D’après le roman de Stephen Crane The Blue Hotel.

Neige charbon

Ils sont finalement assez rares les huis clos en bande dessinée. En adaptant le roman de Stephen Crane, Christophe Gaultier nous plonge dans une longue nuit de tension, de mystère et de violence soudaine. L’histoire se déroule en 1898, au Nebraska. Descendus du train, trois hommes pénètrent un hôtel isolé à l’entrée de la ville. C’est une nuit glaciale et venteuse, et cet hôtel peint en bleu, même s’il est d’un aspect lugubre reste le seul refuge possible pour les voyageurs, un phare dans la nuit pour touristes égarés.
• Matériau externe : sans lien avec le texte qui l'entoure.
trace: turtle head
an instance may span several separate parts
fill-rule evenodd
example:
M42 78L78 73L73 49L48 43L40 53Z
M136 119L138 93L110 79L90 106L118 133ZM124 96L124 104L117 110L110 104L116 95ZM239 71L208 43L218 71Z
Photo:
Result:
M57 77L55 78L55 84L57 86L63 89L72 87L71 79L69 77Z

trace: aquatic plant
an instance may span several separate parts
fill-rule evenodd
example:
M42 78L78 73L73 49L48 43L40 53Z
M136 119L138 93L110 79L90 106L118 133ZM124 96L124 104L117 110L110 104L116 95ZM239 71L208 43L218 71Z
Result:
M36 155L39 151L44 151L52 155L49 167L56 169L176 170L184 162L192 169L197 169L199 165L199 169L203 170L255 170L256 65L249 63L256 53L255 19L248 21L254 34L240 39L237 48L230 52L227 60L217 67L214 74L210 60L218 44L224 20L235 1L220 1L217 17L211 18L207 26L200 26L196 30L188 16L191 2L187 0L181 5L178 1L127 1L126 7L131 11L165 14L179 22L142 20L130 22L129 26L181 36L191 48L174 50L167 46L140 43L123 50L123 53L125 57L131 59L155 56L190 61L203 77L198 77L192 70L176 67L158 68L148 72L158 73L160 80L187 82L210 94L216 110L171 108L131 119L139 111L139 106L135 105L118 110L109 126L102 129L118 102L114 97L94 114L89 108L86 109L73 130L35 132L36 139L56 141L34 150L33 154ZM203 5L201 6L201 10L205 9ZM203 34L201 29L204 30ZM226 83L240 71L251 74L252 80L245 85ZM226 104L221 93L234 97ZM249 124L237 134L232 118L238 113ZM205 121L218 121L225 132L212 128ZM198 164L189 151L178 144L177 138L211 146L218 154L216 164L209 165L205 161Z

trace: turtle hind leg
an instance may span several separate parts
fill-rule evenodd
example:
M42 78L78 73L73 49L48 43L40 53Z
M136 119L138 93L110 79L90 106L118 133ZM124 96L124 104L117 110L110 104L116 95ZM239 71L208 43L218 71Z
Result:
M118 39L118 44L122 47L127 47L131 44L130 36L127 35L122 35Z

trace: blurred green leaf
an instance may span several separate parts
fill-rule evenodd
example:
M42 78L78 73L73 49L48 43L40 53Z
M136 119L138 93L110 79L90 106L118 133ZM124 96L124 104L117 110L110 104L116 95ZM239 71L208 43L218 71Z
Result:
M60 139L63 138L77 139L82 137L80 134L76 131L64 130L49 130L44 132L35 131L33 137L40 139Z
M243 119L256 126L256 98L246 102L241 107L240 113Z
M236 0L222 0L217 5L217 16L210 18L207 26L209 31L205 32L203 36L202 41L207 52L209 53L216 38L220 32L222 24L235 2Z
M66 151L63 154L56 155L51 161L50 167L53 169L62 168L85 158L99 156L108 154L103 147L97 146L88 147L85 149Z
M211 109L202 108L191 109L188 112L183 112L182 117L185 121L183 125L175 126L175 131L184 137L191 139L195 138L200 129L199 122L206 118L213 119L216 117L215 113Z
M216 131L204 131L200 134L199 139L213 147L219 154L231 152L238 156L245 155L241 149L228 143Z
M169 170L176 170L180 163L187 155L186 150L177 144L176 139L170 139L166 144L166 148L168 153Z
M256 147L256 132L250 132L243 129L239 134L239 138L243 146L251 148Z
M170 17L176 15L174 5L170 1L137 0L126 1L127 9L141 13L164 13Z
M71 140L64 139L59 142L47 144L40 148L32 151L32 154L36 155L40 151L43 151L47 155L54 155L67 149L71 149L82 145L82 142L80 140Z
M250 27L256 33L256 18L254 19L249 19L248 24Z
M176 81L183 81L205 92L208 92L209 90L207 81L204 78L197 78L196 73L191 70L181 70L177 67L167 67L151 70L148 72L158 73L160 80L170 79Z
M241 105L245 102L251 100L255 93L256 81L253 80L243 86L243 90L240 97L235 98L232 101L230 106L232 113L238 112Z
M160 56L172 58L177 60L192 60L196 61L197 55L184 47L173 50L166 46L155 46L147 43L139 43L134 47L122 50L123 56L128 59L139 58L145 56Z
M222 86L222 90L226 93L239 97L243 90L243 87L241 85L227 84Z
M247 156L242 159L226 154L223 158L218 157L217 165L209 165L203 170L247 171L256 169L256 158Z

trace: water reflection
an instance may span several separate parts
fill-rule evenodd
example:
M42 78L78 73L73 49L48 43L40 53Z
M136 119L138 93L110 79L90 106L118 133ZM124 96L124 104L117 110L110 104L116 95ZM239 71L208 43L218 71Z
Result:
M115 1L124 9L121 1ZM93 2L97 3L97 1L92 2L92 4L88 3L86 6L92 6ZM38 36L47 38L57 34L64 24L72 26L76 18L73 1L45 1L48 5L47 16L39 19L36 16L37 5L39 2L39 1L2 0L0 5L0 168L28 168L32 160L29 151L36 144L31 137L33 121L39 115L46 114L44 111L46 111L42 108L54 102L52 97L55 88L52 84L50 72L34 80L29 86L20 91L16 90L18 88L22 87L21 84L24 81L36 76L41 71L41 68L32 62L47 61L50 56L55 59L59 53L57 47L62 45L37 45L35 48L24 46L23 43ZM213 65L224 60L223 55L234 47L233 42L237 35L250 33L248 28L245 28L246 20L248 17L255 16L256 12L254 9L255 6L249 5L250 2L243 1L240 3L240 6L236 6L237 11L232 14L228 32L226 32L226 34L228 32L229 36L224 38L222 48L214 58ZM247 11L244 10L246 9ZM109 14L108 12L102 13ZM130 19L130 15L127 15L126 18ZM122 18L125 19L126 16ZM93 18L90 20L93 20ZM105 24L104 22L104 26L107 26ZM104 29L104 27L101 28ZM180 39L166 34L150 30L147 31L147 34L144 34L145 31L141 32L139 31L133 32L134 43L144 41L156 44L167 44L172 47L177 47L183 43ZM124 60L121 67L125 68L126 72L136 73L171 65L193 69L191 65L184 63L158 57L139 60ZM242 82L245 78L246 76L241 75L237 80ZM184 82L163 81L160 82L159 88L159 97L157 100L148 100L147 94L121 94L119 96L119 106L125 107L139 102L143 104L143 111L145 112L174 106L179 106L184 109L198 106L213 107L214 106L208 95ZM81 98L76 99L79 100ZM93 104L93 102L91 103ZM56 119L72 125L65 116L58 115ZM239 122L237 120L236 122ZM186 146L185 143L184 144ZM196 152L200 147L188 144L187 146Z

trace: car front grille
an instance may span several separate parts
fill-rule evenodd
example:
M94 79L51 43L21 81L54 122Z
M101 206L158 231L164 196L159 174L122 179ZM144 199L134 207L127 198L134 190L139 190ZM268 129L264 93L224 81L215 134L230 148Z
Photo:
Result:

À l’intérieur, les discussions timides commencent entre les hommes, le directeur de l’hôtel et son fils. Chacun semble marcher sur des œufs. L’un surtout, un Suédois (ou est-ce un Hollandais ?), intrigue tout le monde par son comportement décalé et inquiétant. La nuit ne fait que commencer, longue et pleine d’imprévus.

À l’origine du Suédois, il y a donc un court roman (une longue nouvelle) de Stephen Crane, The Blue Hotel publié en 1898. Gaultier en a suivi scrupuleusement la trame, y a ajouté des dialogues, quelques passages (la tentative de suicide du Suédois dans sa chambre), en a coupé quelques autres. Le bref épilogue, par exemple, est absent de la bande dessinée et fait donc se terminer l’album de façon abrupte, singulière, dans la droite logique de ce qui précède. Christophe Gaultier a réussi à retranscrire la tension qui règne d’un bout à l’autre du texte de Crane. L’intrigue est resserrée, les personnages restent des silhouettes fantômatiques mais bien présentes, et l’enfermement qui pèse sur chacune d’elles est particulièrement bien saisie. Comme dans le roman, les sautes d’humeur et les revirements brutaux du Suédois sont étonnants, surprenants. Si chez Crane il y avait beaucoup d’inquiétude fébrile chez le personnage, c’est ici une folie menaçante qui est avant tout présente, jusque dans le regard bleu exorbité constamment mis en avant.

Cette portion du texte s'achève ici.